We present a modeling framework to understand and predict the hydrologic and ecologic differences between pristine, degraded, and restored meadow systems. Based on observed well hydrographs, the concept of a threshold vegetation hydrograph is introduced to distinguish between mesic and xeric vegetation communities using time-dependent, depth-to-water requirements. Three-dimensional, variably-saturated groundwater flow is simulated in an archetypical meadow system under conditions ranging from pristine to degraded to restored. Vegetation patterning is predicted by modeling the depth to the water table and applying the vegetation threshold hydrograph. Through an iterative process, we simulate feedback mechanisms between changing vegetation communities, evapotranspiration, and groundwater flow.

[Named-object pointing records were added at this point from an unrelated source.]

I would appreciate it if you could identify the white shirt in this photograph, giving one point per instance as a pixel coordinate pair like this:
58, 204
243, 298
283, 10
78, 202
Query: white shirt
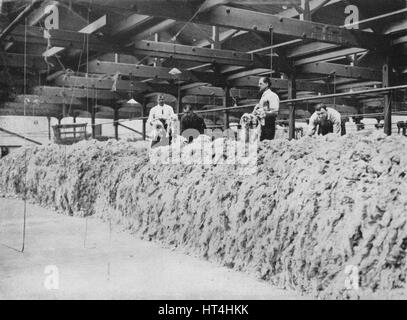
333, 116
269, 101
160, 112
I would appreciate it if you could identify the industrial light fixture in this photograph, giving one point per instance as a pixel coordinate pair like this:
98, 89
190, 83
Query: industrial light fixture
132, 101
175, 71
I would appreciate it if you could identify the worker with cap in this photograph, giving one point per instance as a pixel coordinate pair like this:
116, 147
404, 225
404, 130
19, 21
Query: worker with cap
268, 106
163, 113
324, 120
190, 120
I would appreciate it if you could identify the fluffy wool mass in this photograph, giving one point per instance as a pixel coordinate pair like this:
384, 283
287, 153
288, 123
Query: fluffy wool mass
313, 210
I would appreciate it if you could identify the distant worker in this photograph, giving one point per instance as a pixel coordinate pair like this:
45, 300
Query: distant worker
325, 120
269, 105
163, 113
190, 120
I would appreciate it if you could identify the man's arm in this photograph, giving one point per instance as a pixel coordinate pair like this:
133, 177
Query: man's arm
336, 119
151, 117
273, 102
312, 127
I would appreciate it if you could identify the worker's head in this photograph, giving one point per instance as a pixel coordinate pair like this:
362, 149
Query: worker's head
321, 111
187, 108
264, 83
160, 100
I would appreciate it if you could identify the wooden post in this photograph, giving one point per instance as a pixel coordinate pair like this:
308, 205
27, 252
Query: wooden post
387, 96
93, 117
74, 129
115, 122
179, 99
49, 128
215, 38
144, 114
292, 94
226, 104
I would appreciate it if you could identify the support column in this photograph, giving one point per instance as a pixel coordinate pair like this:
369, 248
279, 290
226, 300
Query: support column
144, 114
292, 94
93, 118
215, 38
387, 96
115, 122
226, 104
74, 129
49, 128
179, 100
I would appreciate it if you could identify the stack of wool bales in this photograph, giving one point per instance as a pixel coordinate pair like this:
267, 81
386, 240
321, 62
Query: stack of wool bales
316, 213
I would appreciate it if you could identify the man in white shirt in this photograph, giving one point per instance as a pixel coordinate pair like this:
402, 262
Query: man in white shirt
270, 104
162, 112
324, 120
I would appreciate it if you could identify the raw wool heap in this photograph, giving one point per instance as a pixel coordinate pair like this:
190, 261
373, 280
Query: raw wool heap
315, 207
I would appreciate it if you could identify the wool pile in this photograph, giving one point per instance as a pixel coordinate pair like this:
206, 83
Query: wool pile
323, 215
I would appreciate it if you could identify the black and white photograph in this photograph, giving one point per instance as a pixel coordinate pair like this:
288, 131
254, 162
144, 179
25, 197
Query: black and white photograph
203, 154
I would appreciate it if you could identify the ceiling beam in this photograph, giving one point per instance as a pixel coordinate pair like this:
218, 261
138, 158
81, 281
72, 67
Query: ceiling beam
308, 49
129, 24
205, 55
242, 19
78, 93
163, 25
253, 81
110, 84
341, 70
328, 56
140, 71
16, 60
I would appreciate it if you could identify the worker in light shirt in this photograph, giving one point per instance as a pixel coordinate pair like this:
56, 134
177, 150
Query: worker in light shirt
268, 106
325, 120
161, 112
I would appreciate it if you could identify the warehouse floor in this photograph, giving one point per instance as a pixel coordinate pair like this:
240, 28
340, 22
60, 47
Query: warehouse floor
138, 269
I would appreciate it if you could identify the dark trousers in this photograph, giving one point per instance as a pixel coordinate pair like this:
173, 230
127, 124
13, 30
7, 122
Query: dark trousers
325, 127
164, 141
268, 131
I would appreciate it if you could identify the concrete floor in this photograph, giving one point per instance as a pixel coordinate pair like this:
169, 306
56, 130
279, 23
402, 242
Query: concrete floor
122, 268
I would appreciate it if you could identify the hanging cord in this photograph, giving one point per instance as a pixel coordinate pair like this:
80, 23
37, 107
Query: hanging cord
25, 153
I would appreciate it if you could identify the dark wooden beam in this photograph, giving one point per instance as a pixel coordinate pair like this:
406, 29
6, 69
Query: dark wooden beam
237, 18
328, 56
110, 84
309, 48
253, 81
184, 52
16, 60
148, 72
341, 70
78, 93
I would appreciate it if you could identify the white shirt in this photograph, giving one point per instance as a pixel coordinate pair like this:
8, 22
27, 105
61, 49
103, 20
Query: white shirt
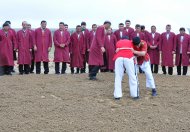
121, 34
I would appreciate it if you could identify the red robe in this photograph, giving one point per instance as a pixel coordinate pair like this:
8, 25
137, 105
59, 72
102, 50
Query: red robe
91, 37
154, 53
110, 46
43, 42
167, 46
24, 45
118, 35
185, 48
129, 32
6, 48
77, 50
141, 36
61, 54
96, 55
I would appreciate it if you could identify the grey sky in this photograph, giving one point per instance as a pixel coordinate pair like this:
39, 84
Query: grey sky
72, 12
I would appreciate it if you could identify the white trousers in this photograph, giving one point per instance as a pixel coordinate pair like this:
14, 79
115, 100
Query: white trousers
122, 64
148, 73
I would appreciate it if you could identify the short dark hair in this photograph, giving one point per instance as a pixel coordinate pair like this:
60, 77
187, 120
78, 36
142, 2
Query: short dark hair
137, 26
153, 26
5, 24
83, 23
107, 22
182, 29
43, 21
136, 41
94, 25
9, 22
127, 21
61, 23
142, 27
78, 26
121, 24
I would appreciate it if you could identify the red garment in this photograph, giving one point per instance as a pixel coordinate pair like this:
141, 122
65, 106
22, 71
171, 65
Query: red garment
185, 48
110, 46
43, 42
77, 50
167, 46
6, 48
154, 53
141, 35
129, 32
118, 36
143, 47
96, 55
127, 53
24, 45
61, 54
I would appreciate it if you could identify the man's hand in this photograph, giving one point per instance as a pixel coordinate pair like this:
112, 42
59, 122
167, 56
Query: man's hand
49, 49
103, 49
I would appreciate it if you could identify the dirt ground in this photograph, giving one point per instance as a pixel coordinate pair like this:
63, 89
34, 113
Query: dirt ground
69, 103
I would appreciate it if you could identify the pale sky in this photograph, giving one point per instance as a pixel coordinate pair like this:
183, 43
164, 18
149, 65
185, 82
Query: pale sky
72, 12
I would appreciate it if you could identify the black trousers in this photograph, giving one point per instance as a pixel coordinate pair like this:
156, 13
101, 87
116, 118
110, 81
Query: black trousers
185, 68
24, 69
57, 67
38, 67
32, 62
154, 68
94, 71
170, 70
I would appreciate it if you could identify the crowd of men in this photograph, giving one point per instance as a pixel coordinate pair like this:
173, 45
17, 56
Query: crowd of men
96, 48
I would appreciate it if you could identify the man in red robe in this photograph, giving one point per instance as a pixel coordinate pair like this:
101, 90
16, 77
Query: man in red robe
32, 53
42, 47
14, 52
61, 40
110, 46
167, 49
77, 50
86, 43
7, 39
24, 47
97, 49
120, 32
128, 28
91, 37
182, 51
153, 50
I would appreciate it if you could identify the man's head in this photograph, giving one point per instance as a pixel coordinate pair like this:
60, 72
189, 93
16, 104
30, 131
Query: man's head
24, 25
153, 29
182, 31
61, 26
94, 27
6, 26
168, 28
138, 28
78, 28
142, 28
43, 24
66, 27
127, 23
29, 26
136, 41
109, 31
121, 26
83, 25
107, 24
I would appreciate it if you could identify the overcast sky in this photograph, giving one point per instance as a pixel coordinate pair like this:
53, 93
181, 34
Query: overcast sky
72, 12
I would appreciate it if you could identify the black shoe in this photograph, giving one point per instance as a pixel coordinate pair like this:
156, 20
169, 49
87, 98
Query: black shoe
117, 98
135, 98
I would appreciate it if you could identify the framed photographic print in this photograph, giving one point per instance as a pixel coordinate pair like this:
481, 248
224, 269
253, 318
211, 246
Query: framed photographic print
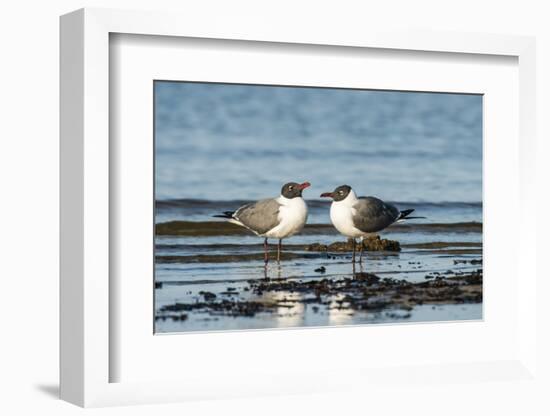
298, 205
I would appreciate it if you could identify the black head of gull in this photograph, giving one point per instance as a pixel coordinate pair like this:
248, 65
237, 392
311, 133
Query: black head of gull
339, 194
293, 189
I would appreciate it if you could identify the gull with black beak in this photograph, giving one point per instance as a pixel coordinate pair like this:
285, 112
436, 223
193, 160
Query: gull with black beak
356, 217
279, 217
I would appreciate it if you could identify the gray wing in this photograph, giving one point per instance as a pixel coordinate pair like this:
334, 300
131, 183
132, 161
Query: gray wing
259, 216
373, 215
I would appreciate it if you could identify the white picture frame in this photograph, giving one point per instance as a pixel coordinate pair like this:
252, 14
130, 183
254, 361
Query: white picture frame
87, 356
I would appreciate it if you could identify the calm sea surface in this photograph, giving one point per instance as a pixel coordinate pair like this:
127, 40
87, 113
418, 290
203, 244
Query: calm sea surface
219, 146
227, 142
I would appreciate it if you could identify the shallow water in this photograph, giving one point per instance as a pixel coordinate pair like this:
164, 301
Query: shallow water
220, 146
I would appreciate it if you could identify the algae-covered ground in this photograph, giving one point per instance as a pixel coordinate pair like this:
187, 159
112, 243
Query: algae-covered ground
211, 276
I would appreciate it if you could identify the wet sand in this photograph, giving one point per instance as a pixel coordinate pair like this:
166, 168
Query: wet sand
218, 281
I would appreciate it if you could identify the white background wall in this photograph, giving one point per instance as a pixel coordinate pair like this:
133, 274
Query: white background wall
29, 56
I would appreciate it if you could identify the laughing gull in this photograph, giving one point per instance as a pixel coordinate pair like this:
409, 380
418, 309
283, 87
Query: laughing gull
357, 217
275, 217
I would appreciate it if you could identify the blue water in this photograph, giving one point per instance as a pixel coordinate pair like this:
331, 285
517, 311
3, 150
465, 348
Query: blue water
219, 146
239, 142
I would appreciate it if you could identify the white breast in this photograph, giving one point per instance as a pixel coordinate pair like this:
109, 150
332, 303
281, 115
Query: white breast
292, 217
341, 215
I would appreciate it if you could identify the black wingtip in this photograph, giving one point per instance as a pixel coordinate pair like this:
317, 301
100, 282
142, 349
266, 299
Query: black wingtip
226, 214
404, 215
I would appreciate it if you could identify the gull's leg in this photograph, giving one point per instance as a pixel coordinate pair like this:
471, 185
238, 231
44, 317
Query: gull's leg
361, 250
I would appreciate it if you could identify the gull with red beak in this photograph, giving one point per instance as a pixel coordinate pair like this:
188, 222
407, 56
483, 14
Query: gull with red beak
356, 217
279, 217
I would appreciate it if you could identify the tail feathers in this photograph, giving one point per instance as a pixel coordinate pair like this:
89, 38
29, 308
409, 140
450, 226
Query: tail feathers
404, 215
226, 214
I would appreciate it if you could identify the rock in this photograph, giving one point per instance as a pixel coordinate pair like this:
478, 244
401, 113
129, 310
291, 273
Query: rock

This is apparently the first demonstrated approach in which the groundwater flow system in a riparian meadow system has been modeled and coupled to a vegetation model to predict vegetation patterning. It is a potentially useful approach for designing and improving the success of riparian restoration efforts in semi-arid environments and groundwater dependent ecosystems. The methodology also holds potential for helping to understand and predict feedback mechanisms between the hydrology, vegetation communities, and atmospheric water exchanges as driven by global climate change.

Publications

  • 2007 Loheide, S.P. and S.M. Gorelick, Riparian hydroecology: A coupled model of the observed interactions between groundwater flow and meadow vegetation patterning, Water Resources Research, 43, W07414, doi:10.1029/2006WR005233
  • 2006 Loheide, S.P. and S.M. Gorelick, Quantifying stream-aquifer interactions through analysis of remotely sensed thermographic profiles and in-situ temperature records, Environmental Science & Technology, 40, p. 3336-3341
  • 2005 Loheide, S.P. II, J.J. Butler, and S.M. Gorelick, Estimation of groundwater consumption by phreatophytes using diurnal water table fluctuations: A saturated-unsaturated flow assessment, Water Resources Research vol. 41, W07030, doi:10.1029/2005WR003942, 14 p.
  • 2005 Loheide, S. and S.M. Gorelick, A High-Resolution Evapotranspiration Mapping Algorithm (ETMA) with Hydroecological Applications at Riparian Restoration Sites, Remote Sensing of Environment, Vol. 98, p. 182-200, doi:10.1016/j.rse.2005.07.003.